02 April 2017
True West, by Sam Shepard
Sam Shepard’s True West tells the story of two brothers, Austin, an educated and semi-successful screenwriter struggling to write a love story, and Lee, a robber who drifts through the desert Southwest and effortlessly makes up a movie storyline he lacks the skill and knowledge to write. These brothers clash over everything from their relative lifestyles, to their alcoholic father, to Austin’s ability to steal a toaster, to Lee selling his movie idea to Austin’s agent, Saul Kimmer. While there are moments of harmony—or near harmony—when the two brothers are drunk, by and large they are at one another’s throats as each tries to gain an advantage over the other.
I saw the M.T. Pockets production, directed by Sean Bonnette, on opening night, and I think it was very much an opening night performance, complete with jitters and settling down into the characters. The actors—Sean Marko as Austin, Robert Wolfe as Lee, Justin Grow as Saul, and Nicole Davis as Mom (who is only on stage for a few minutes)—are generally better than the performances they gave, and I expect that if I had come to any other performance, it would have been better.
The problem was the cohesion and timing of the acting just wasn’t there. This became most evident in the stage fighting, where the timing was just a disaster. In the first stage violence, Austin offers Lee money to leave the house, and Lee grabs Austin by the sweater and yanks him out of his chair. Wolfe didn’t convey a ferocious lunge when he grabbed Marko. It looked slow and clumsy. Now, I know that stage violence is extremely difficult to choreograph well, and I’ve seen a lot of unconvincing violence on stage. But the reason we have this brief bit of violence so early in the show is to indicate that Lee is not a man to be trifled with, that he’s a tough guy prone to anger.
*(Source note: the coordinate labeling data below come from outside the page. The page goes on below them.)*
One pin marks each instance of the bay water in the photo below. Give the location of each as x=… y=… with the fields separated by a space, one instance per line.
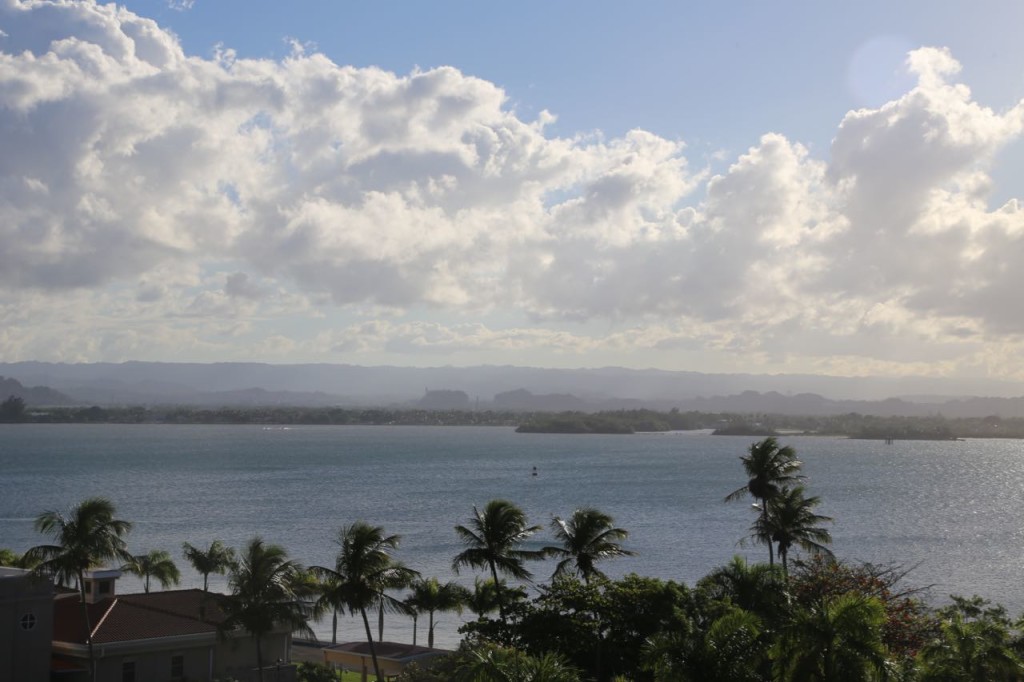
x=954 y=511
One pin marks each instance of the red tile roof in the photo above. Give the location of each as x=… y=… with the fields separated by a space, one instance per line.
x=393 y=650
x=132 y=616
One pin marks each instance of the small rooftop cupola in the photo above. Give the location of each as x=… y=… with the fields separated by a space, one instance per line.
x=99 y=584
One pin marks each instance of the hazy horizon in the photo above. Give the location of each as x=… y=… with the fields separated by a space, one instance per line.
x=826 y=190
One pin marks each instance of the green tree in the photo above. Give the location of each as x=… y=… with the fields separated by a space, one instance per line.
x=729 y=648
x=85 y=537
x=792 y=520
x=214 y=559
x=757 y=588
x=156 y=563
x=483 y=598
x=364 y=568
x=769 y=468
x=494 y=664
x=975 y=644
x=12 y=409
x=262 y=597
x=493 y=541
x=835 y=640
x=587 y=537
x=11 y=558
x=431 y=597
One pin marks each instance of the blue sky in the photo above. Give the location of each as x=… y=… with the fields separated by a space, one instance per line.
x=735 y=186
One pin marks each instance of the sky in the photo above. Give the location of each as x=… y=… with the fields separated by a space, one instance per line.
x=729 y=186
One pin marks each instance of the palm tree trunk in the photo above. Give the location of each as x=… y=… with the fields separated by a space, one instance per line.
x=498 y=591
x=88 y=626
x=370 y=641
x=259 y=658
x=764 y=516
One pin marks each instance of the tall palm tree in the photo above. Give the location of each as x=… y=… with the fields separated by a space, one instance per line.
x=792 y=520
x=332 y=596
x=493 y=539
x=430 y=596
x=156 y=563
x=364 y=569
x=214 y=559
x=586 y=538
x=833 y=640
x=262 y=595
x=85 y=537
x=769 y=468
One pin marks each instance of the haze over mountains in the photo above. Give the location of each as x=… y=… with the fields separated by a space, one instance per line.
x=506 y=388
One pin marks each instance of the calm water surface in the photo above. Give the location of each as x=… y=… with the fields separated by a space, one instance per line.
x=953 y=508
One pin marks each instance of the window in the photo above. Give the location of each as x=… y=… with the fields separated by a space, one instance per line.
x=28 y=622
x=177 y=667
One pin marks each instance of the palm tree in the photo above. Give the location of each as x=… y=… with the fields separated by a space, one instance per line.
x=834 y=640
x=332 y=595
x=215 y=559
x=971 y=650
x=430 y=596
x=9 y=557
x=85 y=537
x=494 y=664
x=364 y=569
x=587 y=537
x=262 y=595
x=756 y=588
x=483 y=598
x=791 y=520
x=157 y=563
x=493 y=539
x=729 y=648
x=769 y=469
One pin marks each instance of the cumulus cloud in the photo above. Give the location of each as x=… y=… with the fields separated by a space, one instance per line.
x=148 y=184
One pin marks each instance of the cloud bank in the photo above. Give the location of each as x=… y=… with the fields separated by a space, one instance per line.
x=158 y=205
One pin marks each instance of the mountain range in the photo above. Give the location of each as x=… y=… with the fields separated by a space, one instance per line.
x=510 y=388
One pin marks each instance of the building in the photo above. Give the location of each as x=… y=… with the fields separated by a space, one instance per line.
x=26 y=626
x=167 y=636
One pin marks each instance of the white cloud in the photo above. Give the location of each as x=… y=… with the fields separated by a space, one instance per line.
x=137 y=180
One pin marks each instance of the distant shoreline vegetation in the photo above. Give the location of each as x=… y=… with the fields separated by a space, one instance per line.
x=609 y=422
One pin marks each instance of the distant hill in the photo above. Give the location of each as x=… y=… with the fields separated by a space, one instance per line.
x=34 y=396
x=509 y=388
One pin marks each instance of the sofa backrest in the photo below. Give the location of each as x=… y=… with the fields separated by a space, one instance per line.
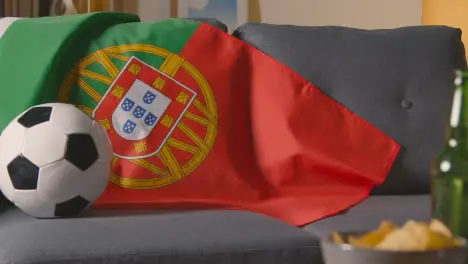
x=400 y=80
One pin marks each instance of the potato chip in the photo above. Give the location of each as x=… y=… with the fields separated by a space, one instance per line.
x=400 y=239
x=337 y=238
x=412 y=236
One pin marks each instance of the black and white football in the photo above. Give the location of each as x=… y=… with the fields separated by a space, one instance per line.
x=54 y=161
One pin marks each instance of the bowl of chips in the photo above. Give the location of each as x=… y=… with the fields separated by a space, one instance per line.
x=412 y=243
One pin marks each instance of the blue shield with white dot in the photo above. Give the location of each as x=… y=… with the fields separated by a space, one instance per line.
x=139 y=112
x=150 y=119
x=149 y=97
x=127 y=104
There are several more scenes either with violence or the threat of violence, and they were never convincingly timed.
In general, Marko and Wolfe’s timing was off for the first bit of the performance, where it seemed like they were speaking memorized lines rather than conversing. However, they did quickly settle into the parts and become more natural. Wolfe especially settled into Lee’s role within the first few minutes of the show, moving naturally back and forth across the stage—because Wolfe tended to command the stage space for much of the show, while Marko’s Austin remained safely behind his typewriter desk (spacing which is reversed during the second half of the show as Lee settles down to work on his screenplay and Austin begins drinking in earnest). Marko took a bit longer to really assume the role, but by the intermission his performance was much more natural. Similarly, Grow’s first appearance on stage as Saul was much more wooden than his second appearance. Given the general improvement of the performances as the show went on, I’d say this was opening night exerting its influence.
The other thing to note about this performance is that this is the first show with M.T. Pockets’ new LED lighting, which gets a mixed review. In general, the LEDs lit the stage well, distinguishing clearly between night and day scenes. However, my big complaint is the blue-white light on the front pole of the overhead lighting rig, the one stage right. It may seem odd to pick out one particular light for complaint, but it was substantially brighter than all the others, and during the night scenes (which were lit from above, whereas the day scenes were lit from behind the audience) that blue-white light projected a single bright patch in the middle of the floor. During the second half it became clear what this patch was for, as Austin and Lee sat drunk and back to back in that circle of light, while everything else dimmed—so that particular LED functioned almost like a spot light. However, for much of the show, it was simply a distracting bright patch in the middle of the kitchen floor.